Anderson’s most original claim is that nationalism was not European in origin but was implanted in Europe from the New World. As the post-settler generations of Creoles visited Europe, a sense of otherness and self began to develop. Europeans irrationally, Anderson argues, consigned those born in the New World to subordination and saw them as inferior. (58) The principle of exclusion and primacy of the metropole was due to contemporary notions of contamination and purity according to Anderson. This supposition, although not fully etched out, is plausible because during the early modern period, race was seen as something that could be affected not only by birth, but also by climate and food. Therefore, Europeans who left the continent were considered to have been contaminated by local “humours.”

Unfortunately, Anderson makes certain assumptions for which he does not provide reasoning, or does not consider counter arguments. For example, Anderson defines the national sentiment as a horizontal comradeship rather than a vertical relationship as in feudal Europe. However, this is perhaps more due to modernity than anything else. This does not answer if nationalism was modern or not but merely points to a rupture in societal hierarchies.

Anderson also does not consider that the nations of yesteryear may not have survived until the present. Some nations may be older than others, and nationalist propaganda may have distorted the evidence, but some nations, Prussia for example, may have been subsumed into a larger German identity while others, Athens for example, may have ceased to exist altogether. If Anderson is seeking to deconstruct nationalist propaganda, his book does an excellent job, but if he is arguing the recent origin of the national concept, he misses the point.

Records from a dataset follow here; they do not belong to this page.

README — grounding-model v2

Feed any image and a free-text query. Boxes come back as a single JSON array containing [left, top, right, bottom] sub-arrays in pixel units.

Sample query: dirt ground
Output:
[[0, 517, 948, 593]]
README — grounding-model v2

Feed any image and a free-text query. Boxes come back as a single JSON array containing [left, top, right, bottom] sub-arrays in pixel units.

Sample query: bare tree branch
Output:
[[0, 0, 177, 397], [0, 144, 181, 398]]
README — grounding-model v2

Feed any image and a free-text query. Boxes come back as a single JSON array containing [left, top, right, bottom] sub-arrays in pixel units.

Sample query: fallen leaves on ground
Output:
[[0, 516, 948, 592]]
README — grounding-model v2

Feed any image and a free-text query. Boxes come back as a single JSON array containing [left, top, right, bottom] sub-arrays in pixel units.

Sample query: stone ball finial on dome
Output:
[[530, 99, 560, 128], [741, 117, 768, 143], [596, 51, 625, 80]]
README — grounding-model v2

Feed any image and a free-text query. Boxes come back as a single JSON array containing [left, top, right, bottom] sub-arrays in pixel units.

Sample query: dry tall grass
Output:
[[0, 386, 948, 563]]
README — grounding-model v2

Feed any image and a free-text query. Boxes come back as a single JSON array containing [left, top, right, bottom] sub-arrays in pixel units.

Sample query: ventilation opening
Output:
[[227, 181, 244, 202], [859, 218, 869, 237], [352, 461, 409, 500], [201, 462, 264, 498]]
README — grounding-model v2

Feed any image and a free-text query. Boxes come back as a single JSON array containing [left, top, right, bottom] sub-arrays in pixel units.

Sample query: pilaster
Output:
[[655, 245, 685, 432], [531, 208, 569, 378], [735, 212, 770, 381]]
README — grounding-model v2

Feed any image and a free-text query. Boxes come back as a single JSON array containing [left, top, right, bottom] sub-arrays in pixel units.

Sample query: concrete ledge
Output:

Another interesting insight Anderson has is the concept of homogenous empty time. Anderson posits that because each group of people followed their own calendars, they were disconnected from each other as their yearly cycles moved differently. However, this does not answer how people dealt with the “fact” of their physical presence with each other. How does it impact a merchant’s day-to-day life if the year is 5767 or 1395 or 2007? Although interesting in itself, it is unclear what Anderson wishes to say. If his attempt is to put time in the same category as certain “universals” such as Marxism or labour, Dipesh Chakrabarty has argued forcefully against such broad generalisations for some ideas do not carry well from one language or culture to another.

Anderson’s examples are also slightly problematic—South Americanists have not been kind to his explication of the Creole in their reviews. In my own area, India and the Middle East, many of his examples disintegrate too. For example, Anderson claims that language became fixed with the invention of the printing press. However, Arabic has been a stable language since the seventh century, Tamil since the third, and Sanskrit since the sixth century BCE. Undoubtedly, language is a major medium of culture, but one must ask if linguistic communities did not exist before the printing press and if so, did they not have any shared bond akin to nationalism?

Probably the greatest weakness of Imagined Communities is Anderson’s failure to take note of previous literature that runs contrary to his own. Many books have been written by classicists and medievalists about ancient Jewish nationalism, ancient Greek nationalism, or French nationalism during the Joan of Arc. Anderson merely defines nationalism to be modern without any justification for this term and then presents us with case studies to demonstrate his assumption. The claim that nationalism is older than two or three hundred years has not been sufficiently dismantled except with an arbitrary restructuring of the definition of what a nation is.

The unique selling point about Imagined Communities remains its title. For whether nationalism and nations are new or old, they are certainly imagined—only a rabid nationalist would argue for an inherent or intrinsic quality in a people.